—Un momento, un momento —susurró, mirando a los costados—. ¿En tu país hacen el amor en las canchas de tenis? —Me entrelazó la mano para apartarme suavemente y me dio otro beso rápido.— Vamos a mi casa. —Se puso de pie, arreglándose como pudo la ropa y sacudiéndose el polvo de ladrillo de la falda.— Si vas por tus cosas, no te duches —murmuró—: yo te espero en el auto.
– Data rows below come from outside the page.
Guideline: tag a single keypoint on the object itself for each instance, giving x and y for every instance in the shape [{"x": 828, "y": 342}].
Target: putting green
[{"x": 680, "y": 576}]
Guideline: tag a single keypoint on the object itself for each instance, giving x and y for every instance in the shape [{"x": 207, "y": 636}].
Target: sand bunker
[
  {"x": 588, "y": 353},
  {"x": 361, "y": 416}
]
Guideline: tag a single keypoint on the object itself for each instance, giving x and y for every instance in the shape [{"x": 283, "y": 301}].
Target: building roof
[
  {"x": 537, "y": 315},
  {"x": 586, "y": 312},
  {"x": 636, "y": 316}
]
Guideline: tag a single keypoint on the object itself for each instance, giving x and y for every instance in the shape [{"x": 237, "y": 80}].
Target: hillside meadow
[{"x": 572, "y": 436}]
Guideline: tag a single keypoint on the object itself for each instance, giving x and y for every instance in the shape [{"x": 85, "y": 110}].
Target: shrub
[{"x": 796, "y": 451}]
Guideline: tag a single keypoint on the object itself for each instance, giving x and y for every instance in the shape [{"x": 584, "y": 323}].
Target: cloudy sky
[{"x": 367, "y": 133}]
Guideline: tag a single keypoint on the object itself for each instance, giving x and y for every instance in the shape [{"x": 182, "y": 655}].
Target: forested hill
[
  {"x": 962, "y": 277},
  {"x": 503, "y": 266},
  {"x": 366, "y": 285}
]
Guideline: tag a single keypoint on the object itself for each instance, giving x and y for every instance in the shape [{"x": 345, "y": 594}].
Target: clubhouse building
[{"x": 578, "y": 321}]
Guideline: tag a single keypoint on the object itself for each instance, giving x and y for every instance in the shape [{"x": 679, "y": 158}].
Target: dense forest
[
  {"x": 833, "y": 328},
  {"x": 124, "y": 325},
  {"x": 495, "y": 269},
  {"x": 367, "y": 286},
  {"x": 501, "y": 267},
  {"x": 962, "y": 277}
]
Manejó en silencio; de tanto en tanto sonreía para sí y giraba un poco la cabeza para mirarme. En uno de los semáforos estiró la mano y me acarició la cara.
—Pero entonces —le pregunté en un momento—. Lo de John y Sammy...
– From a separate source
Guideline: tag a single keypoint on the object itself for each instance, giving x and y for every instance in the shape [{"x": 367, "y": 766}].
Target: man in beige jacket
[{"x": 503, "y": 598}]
—ĄNo! —dijo riendo, pero con un tono menos convincente que la primera vez—, no tuve nada que ver. ¿No creen acaso los matemáticos en las casualidades?
Estacionamos en una de las calles laterales de Summertown. Subimos dos pisos por una pequeña escalerita alfombrada; el departamento de Lorna era una especie de buhardilla en la parte alta de una gran casona victoriana. Me hizo pasar y nos besamos otra vez contra la puerta.
—Voy un momento al baño, ¿sí? —me dijo, y caminó por el pasillo hacia una puerta con vidrio esmerilado.
Me quedé en la pequeña sala mirándolo todo alrededor; había un desorden abigarrado y simpático, fotos de viajes, muñecos, afiches de películas y muchísimos libros en una bibliotequita que en algún momento había dejado de dar abasto. Me incliné a mirar los títulos. Eran todas novelas policiales. Me asomé un instante al cuarto; la cama estaba prolijamente tendida, con un cobertor que rozaba el piso a los costados.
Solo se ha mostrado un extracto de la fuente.